120 Reasons To Live: The Sisters Of Mercy

Nothing did more to further the cause of Alternative Nation-building than 120 Minutes, MTV’s Sunday-night video showcase of non-mainstream acts. For nearly two decades, the program spanned musical eras from ’80s college rock to ’00s indie, with grunge, Britpop, punk, industrial, electronica and more in between. MAGNET raids the vaults to resurrect our 120 favorite and unjustly forgotten videos from the show’s classic era.

#88: The Sisters Of Mercy “Lucretia, My Reflection”

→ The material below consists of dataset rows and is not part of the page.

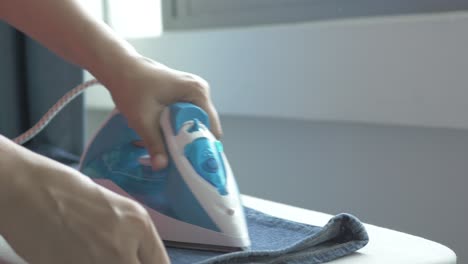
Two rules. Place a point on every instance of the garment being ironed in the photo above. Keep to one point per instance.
(276, 240)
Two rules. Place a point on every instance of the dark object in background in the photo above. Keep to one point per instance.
(32, 79)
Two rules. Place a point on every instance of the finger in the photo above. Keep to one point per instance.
(209, 108)
(152, 249)
(149, 130)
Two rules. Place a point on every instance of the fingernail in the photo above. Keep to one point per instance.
(145, 160)
(159, 161)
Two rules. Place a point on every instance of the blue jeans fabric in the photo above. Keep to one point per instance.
(276, 240)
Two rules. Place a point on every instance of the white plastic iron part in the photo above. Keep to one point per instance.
(226, 211)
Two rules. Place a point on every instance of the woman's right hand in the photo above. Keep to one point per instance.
(51, 213)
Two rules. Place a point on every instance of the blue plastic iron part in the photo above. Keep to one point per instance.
(200, 196)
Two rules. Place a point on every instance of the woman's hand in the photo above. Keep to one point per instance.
(51, 213)
(144, 88)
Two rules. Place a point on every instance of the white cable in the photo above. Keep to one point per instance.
(53, 111)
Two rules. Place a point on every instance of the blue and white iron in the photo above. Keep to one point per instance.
(194, 202)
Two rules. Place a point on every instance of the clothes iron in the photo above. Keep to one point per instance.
(194, 202)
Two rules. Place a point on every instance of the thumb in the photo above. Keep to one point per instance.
(150, 132)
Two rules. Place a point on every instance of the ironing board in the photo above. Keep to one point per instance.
(385, 245)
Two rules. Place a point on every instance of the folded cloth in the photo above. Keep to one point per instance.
(276, 240)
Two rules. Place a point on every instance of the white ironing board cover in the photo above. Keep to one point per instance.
(385, 245)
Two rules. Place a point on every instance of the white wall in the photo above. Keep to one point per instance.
(407, 70)
(399, 70)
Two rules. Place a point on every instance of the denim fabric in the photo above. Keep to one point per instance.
(276, 240)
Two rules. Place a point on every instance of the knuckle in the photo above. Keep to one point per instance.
(197, 85)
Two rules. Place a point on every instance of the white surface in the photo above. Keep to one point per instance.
(136, 18)
(396, 70)
(385, 245)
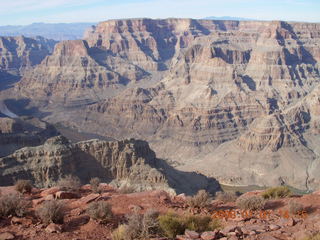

All puns aside, 1987’s Floodland was the high-water mark for Leeds, England’s Sisters Of Mercy, the band that best represented ’80s goth rock. Frontman Andrew Eldritch was pretty much all alone in the batcave for this album—apparently, he was such an asshole that most of his bandmates left and formed the Mission U.K.—and he indulged in some really fantastical, gloomy pop-music flamboyance and prog-rock frippery. “Lucretia, My Reflection” is the record’s best song, purportedly written about Sisters Of Mercy bassist Patricia Morrison (formerly of the Damned, and Eldritch’s co-star in this video) and featuring an evil, close-to-krautrock rhythm. There is much more to be said about the Sisters Of Mercy, and we’ll save it for a future installment featuring the “This Corrosion” video, a shitstorm of betrayal, overindulgence, name-calling and Air Supply. Happy holidays!